Quanto mais pobre o circo, mais riscos, pensei. O circo não tem dinheiro para comprar uma rede para eles... E fiquei cheia de compaixão. Então porque se arriscam tanto?
Os trapezistas desceram do alto e vieram cumprimentar o público. Como estavam garbosos! Muitos pares de olhos, que haviam contemplado aquele risco todo, agora brilhavam e uma chuva de palmas eclodiu na acústica tão precária do velho circo.
Eu me esforçava por bater muita palma mesmo! Afinal a gente precisava compensa-los por ter executado uma façanha tão incrivelmente arriscada! Minhas mãozinhas ficaram vermelhas e doloridas de tanto que eu aplaudia. Eu havia experimentado de tudo ali: fascinação, apreensão, alívio! O maior tesão de criança. Minha preocupação era a próxima apresentação deles no dia seguinte... A grande empatia que eu possuía com aquelas pessoas sofridas do circo mambembe e o instinto maternal de proteção era inevitável! A grande marca que venho trazendo ao longo dos anos.
Bem, logo em seguida surgiram os palhaços risonhos e brincalhões, com suas caras pintadas Davam cambalhotas . caíam, esbarravam uns nos outros, quebravam velhos pratos, subiam uns nos outros.
Eu ainda estava sob o impacto do número anterior.Não achava nenhuma graça. Achava que, por baixo de suas caras pintadas, eram tristes.
A platéia ria as gargalhadas e tudo parecia uma grande festa. As crianças, algumas no colo dos seus pais, lambuzadas de algodão doce apontavam para os palhaços e batiam palmas descompactadas. Tinha gente gritando e os sacos de pipoca eram derramados, caindo no chão de terra batida.
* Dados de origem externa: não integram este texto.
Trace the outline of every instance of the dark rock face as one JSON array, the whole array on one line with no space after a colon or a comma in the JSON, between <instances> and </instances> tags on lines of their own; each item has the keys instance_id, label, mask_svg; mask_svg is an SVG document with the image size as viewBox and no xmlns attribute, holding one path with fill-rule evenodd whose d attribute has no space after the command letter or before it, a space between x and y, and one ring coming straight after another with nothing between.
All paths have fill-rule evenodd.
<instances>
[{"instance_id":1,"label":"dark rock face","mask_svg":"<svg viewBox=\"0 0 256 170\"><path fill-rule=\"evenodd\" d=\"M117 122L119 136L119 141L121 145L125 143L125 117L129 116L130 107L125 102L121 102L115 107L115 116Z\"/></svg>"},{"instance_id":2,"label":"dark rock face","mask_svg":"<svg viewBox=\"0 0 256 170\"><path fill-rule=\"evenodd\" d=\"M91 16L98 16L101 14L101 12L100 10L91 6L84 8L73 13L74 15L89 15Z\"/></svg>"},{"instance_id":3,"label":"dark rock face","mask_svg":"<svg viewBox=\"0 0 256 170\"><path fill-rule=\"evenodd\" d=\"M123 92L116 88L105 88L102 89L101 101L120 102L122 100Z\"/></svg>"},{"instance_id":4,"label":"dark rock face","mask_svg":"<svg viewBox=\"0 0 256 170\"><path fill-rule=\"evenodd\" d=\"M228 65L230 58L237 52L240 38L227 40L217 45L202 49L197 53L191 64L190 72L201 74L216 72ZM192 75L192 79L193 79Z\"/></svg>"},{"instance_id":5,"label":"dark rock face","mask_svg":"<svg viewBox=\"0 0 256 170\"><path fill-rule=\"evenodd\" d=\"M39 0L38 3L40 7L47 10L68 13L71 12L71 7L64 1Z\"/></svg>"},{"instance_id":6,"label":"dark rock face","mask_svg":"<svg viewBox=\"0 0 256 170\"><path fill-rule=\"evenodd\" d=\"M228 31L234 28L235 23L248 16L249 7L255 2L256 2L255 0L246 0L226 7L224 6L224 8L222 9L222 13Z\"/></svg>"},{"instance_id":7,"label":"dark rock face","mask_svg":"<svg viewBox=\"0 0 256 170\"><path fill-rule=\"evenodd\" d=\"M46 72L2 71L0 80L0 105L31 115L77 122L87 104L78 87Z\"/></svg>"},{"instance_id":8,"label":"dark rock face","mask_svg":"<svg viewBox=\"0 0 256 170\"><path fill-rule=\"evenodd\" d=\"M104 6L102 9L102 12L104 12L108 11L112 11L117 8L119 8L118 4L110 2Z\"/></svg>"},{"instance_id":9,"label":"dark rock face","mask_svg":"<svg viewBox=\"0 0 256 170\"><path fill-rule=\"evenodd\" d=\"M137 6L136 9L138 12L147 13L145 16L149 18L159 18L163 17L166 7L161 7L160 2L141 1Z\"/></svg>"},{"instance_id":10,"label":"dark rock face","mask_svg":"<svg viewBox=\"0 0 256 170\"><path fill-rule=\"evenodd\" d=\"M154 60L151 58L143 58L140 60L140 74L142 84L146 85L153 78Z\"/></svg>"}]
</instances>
Todos pareciam aliviar a tensão da presença do perigo que se fez presente durante o número anterior.
Eu continuava pensando e sentindo. Sentindo e pensando... estes homens também vão repetir as mesmas palhaçadas no dia seguinte... e no outro e no outro... Será que conseguirão sempre a mesma façanha todos os dias? O que seria melhor? Ser trapezista ou palhaço? Por que não faziam palhaçada no trapézio? Será que um trapezista conseguiria ser palhaço?
Logo os palhaços se retiraram do picadeiro porque ir começar o número do domador. E ele, o domador, parecia não correr muito risco porque o leão parecia muito velho... Bem, aí é uma outra estória.
Esta minha experiência cerceasse marcou minha vida surpereendentemente. O que seria mais difícil? A aventura dos homens voadores sem rede, ou o esforço dos homens pintados por estarem sempre alegres fazendo as pessoas rirem entre um número arriscado e outro? Anos mais tarde, quando virei gente grande, sempre diante de uma situação de risco, noto que, tem hora que sou trapezista e outra em que sou palhaço. E que , de repente, posso ser um palhaço trapezista. Percebo que o risco e o medo de cair acompanham cada ação da gente quando nos expomos a situações difíceis que a vida nos traz. Percebi que quando se apresenta uma situação de risco inevitável, não há espaço para o medo e que o perigo faz parte do dia a dia que é uma sucessão de espetáculos, que só termina quando terminamos aqui no palco do planeta. E que há de se respeitar o palhaço que existe em nós para que assim possamos enfrentar as situações de ridículo que a sociedade nos oferece com suas exigências marginalizantes. Esta é a forma de nos distrair do medo de cair na frente de todo mundo, de ficar velho e morrer. Isto quando a postura elegante do trapezista garboso vai nos abandonando e a gente começa a sofrer limitações.
Sem dúvida aquele foi o espetáculo que fez minha natureza humana tomar maior consciência. Conhecer a dimensão das minhas possibilidades e me mostrar o direito de pintar o rosto e me esconder quando o meu ser procura proteção.